For a search of the checkpoint inhibitor tremelimumab we found 208 total records and 98 trials. From those we identified 23 trials with records in both registries. 82% of trials showed different information in at least one of these three shared fields: drug names, sponsors, and countries. Differences for the three fields were: 30%, 35%, and 74% respectively. Differences in drug name could mean using a lab code versus a generic name, but also included cases where a drug was found in one record only. For one phase 3 trial EudraCT records didn’t list one comparator drug, temozolomide, though it was in the trial title. Sponsor and country differences always meant additional sponsors or countries in some records. ClinicalTrials.gov records were found with commercial sponsors not referenced in EudraCT. In one phase 2 trial, Pfizer was listed in the US record, but the EudraCT record listed no commercial sponsor.
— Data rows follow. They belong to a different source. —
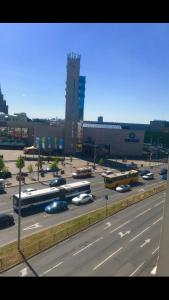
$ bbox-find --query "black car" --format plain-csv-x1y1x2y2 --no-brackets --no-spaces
0,171,12,179
0,213,15,229
49,178,66,187
160,168,167,175
139,170,150,176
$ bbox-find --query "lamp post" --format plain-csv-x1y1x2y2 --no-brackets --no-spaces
17,161,22,250
105,195,108,217
93,145,97,170
37,146,40,182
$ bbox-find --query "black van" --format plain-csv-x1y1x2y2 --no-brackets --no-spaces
0,213,15,229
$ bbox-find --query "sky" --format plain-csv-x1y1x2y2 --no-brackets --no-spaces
0,23,169,124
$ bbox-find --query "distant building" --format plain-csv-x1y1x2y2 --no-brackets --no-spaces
64,53,86,154
98,116,103,123
0,86,8,114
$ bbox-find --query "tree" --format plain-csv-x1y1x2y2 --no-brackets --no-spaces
98,158,104,166
0,157,5,172
2,165,9,173
35,157,44,170
28,164,33,179
16,157,25,170
50,157,60,176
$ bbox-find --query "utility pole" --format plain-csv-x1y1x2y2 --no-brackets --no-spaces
37,146,40,182
93,145,96,169
17,160,22,250
157,157,169,275
105,195,108,216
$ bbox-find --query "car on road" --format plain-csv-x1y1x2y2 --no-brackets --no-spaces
116,184,131,192
142,172,154,180
45,200,68,214
159,168,167,175
101,170,113,177
0,171,12,179
49,178,66,187
22,188,37,193
139,169,150,177
0,213,15,229
72,193,94,205
46,167,60,173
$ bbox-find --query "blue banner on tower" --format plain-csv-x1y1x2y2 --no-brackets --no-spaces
35,137,40,149
48,136,51,149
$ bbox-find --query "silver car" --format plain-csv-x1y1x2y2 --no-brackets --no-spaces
72,193,94,205
116,185,131,192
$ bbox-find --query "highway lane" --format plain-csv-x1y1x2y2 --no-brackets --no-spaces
0,174,165,246
0,172,166,246
2,190,165,276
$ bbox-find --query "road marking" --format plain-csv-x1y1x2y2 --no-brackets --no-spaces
23,223,43,231
153,217,162,225
153,201,164,208
20,267,28,277
129,262,144,277
40,261,63,276
118,230,131,238
151,265,157,275
152,247,159,255
93,247,123,271
140,238,151,248
104,222,111,230
138,188,145,192
110,220,131,234
135,207,152,219
72,237,103,256
130,226,150,242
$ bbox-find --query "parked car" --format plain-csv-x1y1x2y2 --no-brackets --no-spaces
45,200,68,214
116,184,131,192
160,168,167,175
139,170,150,176
46,167,60,173
49,178,66,187
72,193,94,205
101,170,113,177
0,171,12,179
160,174,167,180
0,213,15,229
142,173,154,180
22,188,36,193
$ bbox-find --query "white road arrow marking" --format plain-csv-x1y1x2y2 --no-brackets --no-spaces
104,222,111,230
138,188,145,192
151,265,157,275
140,238,151,248
23,223,43,231
118,230,131,238
20,267,28,277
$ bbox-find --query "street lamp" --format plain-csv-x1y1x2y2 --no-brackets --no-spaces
37,146,40,182
17,161,22,250
93,145,97,170
105,195,108,217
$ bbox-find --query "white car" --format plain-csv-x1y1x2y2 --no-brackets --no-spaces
22,188,36,193
116,185,131,192
142,173,154,180
72,193,94,205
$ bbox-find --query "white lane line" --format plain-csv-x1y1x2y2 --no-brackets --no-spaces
152,247,159,255
110,220,131,234
23,223,43,231
151,266,157,275
130,226,150,242
72,237,103,256
93,247,123,271
39,261,63,276
134,207,152,219
129,262,144,277
153,201,164,208
20,267,28,277
153,217,162,225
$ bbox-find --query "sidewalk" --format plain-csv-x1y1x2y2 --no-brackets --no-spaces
5,159,104,188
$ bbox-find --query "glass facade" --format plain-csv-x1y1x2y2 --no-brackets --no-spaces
78,76,85,121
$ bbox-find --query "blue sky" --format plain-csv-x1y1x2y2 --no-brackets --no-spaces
0,23,169,124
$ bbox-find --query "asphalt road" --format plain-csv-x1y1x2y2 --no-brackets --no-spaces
2,190,165,276
0,166,166,246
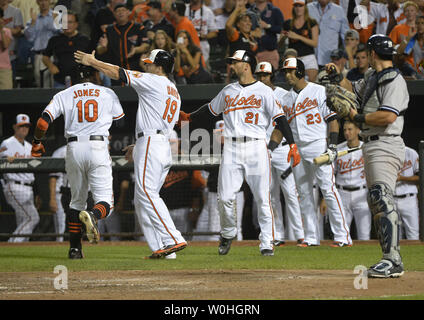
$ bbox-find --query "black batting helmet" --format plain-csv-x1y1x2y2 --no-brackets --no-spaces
366,34,397,56
72,65,96,84
142,49,174,73
226,50,257,73
281,57,305,79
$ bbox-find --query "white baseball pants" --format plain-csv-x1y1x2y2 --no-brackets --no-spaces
293,139,351,245
395,194,420,240
338,187,372,240
218,138,273,251
133,134,186,251
270,146,304,241
3,182,40,242
53,192,66,242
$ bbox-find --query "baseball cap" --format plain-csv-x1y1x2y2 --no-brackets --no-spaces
293,0,305,5
255,61,273,74
345,29,359,40
330,48,348,60
114,3,129,11
16,114,31,127
142,49,164,64
282,57,298,70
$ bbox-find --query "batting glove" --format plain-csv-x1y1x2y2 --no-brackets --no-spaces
324,144,337,164
31,140,45,157
287,143,301,167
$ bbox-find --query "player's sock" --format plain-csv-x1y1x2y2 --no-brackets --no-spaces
68,208,82,249
92,201,110,220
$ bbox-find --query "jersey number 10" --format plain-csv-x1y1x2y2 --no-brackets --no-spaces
77,100,98,122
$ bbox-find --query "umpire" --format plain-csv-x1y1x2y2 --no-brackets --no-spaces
325,34,409,278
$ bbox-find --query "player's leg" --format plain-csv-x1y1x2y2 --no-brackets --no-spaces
270,167,285,244
338,189,354,237
53,192,66,242
352,189,372,241
133,135,186,254
207,192,220,241
292,158,320,246
244,140,274,254
315,164,351,246
236,191,244,240
364,140,405,277
397,196,419,240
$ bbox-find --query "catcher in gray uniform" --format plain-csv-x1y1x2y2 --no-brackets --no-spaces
324,34,408,278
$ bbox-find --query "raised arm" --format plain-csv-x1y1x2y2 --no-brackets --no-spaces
74,50,120,80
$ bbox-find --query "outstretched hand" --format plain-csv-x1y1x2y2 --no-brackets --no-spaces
74,50,96,66
31,141,45,157
288,143,301,167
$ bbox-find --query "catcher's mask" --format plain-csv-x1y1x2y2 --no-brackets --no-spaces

In another set of trials US records listed AstraZeneca and EudraCT, Pfizer. EudraCT records in 4 trials listed only one country. For a phase 2 trial the US was listed as a location in EudraCT only. For a given trial, records from both registries included countries not found in other records. All trials listed different trial identifiers in the two sources, making identifying records for a trial in both registries problematic. For 43% of trials no records included the identifier for the other registry. Two trials found in EudraCT and 73 trials in ClinicalTrials.gov could not be matched to the other registry based on trial identifiers listed. Of the trials found only on ClinicalTrials.gov, 10 listed European countries. One was a phase 3 trial with a EudraCT number listed but the trial was not found searching EudraCT. Similar results were found with 62 trials for another drug, Pembrolizumab. Here 90% showed a difference in at least one of drug name, sponsors, and countries. One notable difference in this set: 15 US records did not list any countries.

Conclusion

These results have implications from both a regulatory and a competitive standpoint. As we talk about harmonisation and as both registries are accessible to a global audience, the content presented on a company's trials should be the same. Review is needed to ensure that a company's submissions to either registry don't contain additional or different information. From a competitive standpoint, the differences offer a competitive advantage when you search multiple sources and integrate information into your review.